Освободившись от самых неотложных визитов, я стал думать о том, как привести в порядок бумаги, собранные мною в Варшаве и касавшиеся польских дел со времени кончины российской императрицы Елизаветы Петровны. Я намеревался описать историю смут в этом государстве, начиная с его возникновения и до первого раздела, каковой был не только несправедлив, но и угрожал пожаром всей Европе. Я предсказал сие в небольшом сочинении, выпущенном в свет, когда Сейм посадил на трон Понятовского, признал покойную царицу всероссийской императрицей, а электора Бранденбургского — прусским королём.
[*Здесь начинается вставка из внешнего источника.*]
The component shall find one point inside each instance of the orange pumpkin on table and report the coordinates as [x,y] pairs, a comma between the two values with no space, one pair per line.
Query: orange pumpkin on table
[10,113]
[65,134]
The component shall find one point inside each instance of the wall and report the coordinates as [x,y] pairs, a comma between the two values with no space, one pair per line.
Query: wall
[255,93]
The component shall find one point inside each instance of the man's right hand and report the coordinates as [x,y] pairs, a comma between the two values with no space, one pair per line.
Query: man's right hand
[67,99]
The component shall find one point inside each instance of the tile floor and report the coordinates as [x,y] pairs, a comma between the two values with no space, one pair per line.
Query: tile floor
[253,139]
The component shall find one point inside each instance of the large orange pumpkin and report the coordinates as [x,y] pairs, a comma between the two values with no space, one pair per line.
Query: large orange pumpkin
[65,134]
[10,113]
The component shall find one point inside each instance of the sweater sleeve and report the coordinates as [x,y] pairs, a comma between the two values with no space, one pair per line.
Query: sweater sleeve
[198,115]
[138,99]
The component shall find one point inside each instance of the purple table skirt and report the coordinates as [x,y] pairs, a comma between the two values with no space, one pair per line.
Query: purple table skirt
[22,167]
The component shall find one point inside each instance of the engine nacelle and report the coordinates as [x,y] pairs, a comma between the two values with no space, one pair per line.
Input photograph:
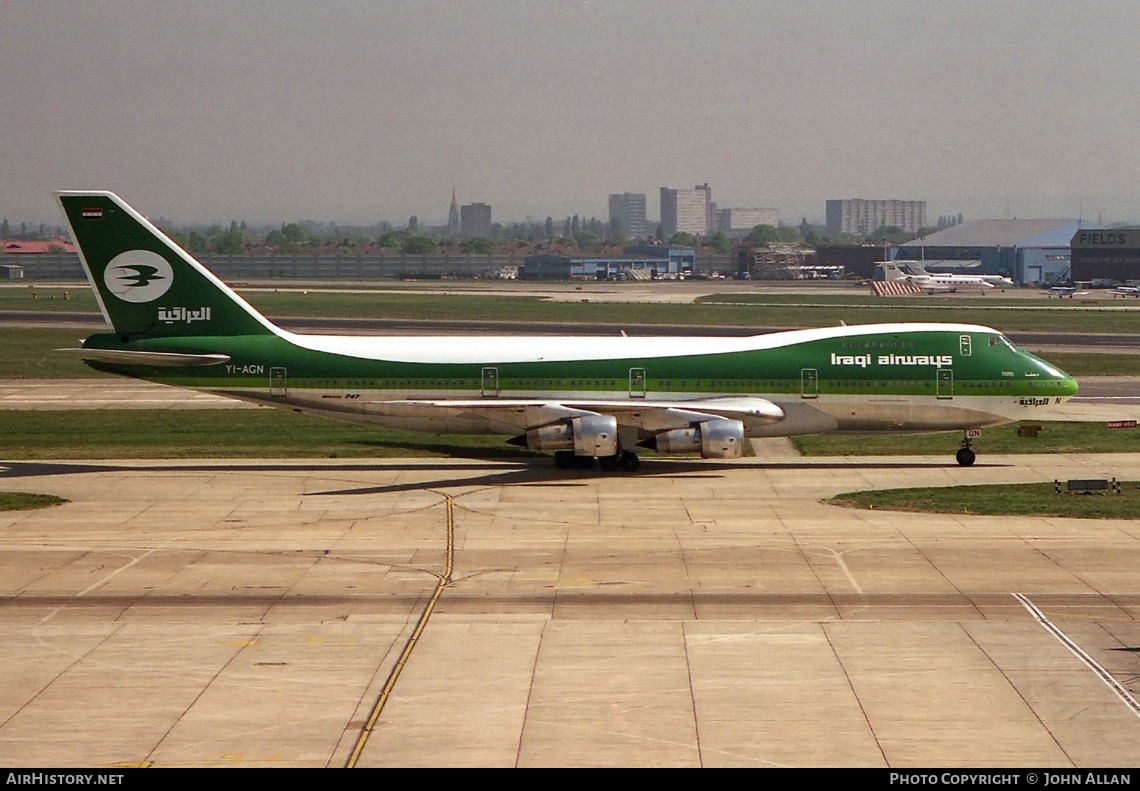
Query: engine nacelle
[711,439]
[587,435]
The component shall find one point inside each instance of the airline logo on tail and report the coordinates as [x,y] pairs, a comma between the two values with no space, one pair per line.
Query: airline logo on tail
[138,276]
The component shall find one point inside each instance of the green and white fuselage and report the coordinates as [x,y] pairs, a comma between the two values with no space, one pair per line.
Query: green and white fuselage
[174,323]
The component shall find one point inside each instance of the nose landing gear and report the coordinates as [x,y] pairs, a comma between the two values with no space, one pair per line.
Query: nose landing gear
[966,455]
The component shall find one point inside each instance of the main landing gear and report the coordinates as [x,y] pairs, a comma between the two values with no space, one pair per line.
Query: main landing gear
[966,455]
[627,462]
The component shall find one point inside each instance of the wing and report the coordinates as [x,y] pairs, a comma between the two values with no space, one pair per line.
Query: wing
[646,416]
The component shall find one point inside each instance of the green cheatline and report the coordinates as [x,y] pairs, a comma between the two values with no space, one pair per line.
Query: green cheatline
[21,500]
[1004,499]
[755,310]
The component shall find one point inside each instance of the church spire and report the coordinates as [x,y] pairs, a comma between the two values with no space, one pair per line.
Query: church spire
[453,217]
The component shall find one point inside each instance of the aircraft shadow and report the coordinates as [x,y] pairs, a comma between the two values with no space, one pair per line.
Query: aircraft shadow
[503,473]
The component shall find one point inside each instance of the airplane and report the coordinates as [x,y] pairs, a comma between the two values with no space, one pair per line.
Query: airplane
[586,398]
[913,271]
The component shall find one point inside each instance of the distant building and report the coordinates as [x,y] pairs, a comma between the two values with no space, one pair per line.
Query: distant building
[686,210]
[627,214]
[1027,251]
[640,262]
[475,220]
[741,221]
[35,247]
[1106,255]
[453,217]
[857,217]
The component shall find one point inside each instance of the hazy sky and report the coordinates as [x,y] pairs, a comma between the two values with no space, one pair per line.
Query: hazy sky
[202,111]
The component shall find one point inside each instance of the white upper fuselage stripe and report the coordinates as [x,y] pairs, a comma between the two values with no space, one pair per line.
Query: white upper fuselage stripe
[566,349]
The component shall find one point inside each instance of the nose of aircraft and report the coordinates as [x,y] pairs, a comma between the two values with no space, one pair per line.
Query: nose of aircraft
[1068,386]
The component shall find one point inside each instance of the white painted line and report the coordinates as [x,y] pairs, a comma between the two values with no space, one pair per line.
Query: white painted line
[1079,652]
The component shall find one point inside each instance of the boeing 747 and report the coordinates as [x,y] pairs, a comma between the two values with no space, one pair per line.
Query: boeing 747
[171,320]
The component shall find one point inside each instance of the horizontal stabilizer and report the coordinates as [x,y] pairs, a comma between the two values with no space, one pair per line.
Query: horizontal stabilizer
[152,358]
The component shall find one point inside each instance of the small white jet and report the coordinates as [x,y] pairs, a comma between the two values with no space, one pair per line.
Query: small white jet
[1061,292]
[914,272]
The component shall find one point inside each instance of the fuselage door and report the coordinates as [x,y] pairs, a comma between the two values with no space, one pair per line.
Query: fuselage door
[490,382]
[636,383]
[277,386]
[808,382]
[945,383]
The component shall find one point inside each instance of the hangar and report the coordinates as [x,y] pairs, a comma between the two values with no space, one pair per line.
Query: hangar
[1031,252]
[1108,257]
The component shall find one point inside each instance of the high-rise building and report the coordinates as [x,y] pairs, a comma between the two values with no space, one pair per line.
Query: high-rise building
[453,217]
[686,210]
[475,220]
[735,221]
[627,214]
[860,217]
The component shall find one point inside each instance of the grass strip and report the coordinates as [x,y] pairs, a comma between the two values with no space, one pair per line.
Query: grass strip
[222,433]
[21,500]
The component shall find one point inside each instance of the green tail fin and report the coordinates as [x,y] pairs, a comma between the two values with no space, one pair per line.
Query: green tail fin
[146,285]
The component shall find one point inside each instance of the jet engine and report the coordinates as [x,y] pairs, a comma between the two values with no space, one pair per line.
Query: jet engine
[711,439]
[587,435]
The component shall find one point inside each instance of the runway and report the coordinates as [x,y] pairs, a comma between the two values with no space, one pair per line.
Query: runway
[698,613]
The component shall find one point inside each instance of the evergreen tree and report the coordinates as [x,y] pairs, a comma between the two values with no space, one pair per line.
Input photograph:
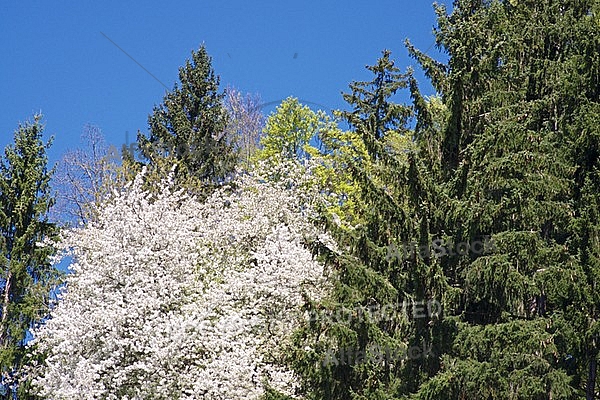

Главная моя цель заключалась в том, чтобы показать всему свету, каковы будут следствия сего раздела. Однако же типографщик не исполнил своих обещаний, и я смог выпустить лишь три первые части. После моей смерти среди моих бумаг найдутся и остальные три. Но мне уже безразлично, опубликуют их или нет. Никогда в жизни я не думал о будущем, а теперь и подавно оно не заботит меня.